Over 65,000 gun owners in the Netherlands must get a police visit once every three years. In the past three years, over four out of five were checked. Amsterdam came closest to the standard with a control rate of 94 percent. Limburg and Oost-Brabant had the most trouble, with almost 30 percent and 25 percent of gun owners not getting a home visit in the past three years.
The supervision is not optimal, Toon Moeskops, Police Tasks Advisor of the National Police, told AD. “If you look at the numbers, that’s true. We need to work harder to catch up, but we also shouldn’t make it more negative than it is. The lion’s share of all gun owners have had a home visit.”
According to Moeskops, some gun owners go unchecked because these home visits are a secondary task for all officers who work in the neighborhoods. They do the unannounced checks during quiet times in their day, which are sometimes nonexistent. “We want to achieve the standard, so we now have to work more systematically. I am confident that we will achieve our goals again in the future,” he said.
The Netherlands tightened its gun control after a mass shooting in a shopping center in Alphen aan den Rijn in 2011. Seven people, including the gunman, died, and 17 others got hurt.
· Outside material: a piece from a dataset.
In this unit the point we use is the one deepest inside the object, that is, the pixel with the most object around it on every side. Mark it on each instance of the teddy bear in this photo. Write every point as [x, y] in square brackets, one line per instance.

Early this year, it became clear that the controls aren’t watertight. Gun owner Richard K. shot and killed 44-year-old Ineke Mussche and her husband, 38-year-old Przemyslaw "Sam" Czerniawski, in Weiteveen after a year-long dispute about the condition of a home the couple bought from him. He used illegal firearms in the shooting, but according to experts, the police should have revoked his gun license when the real estate conflict heated up. The investigation against K. is ongoing.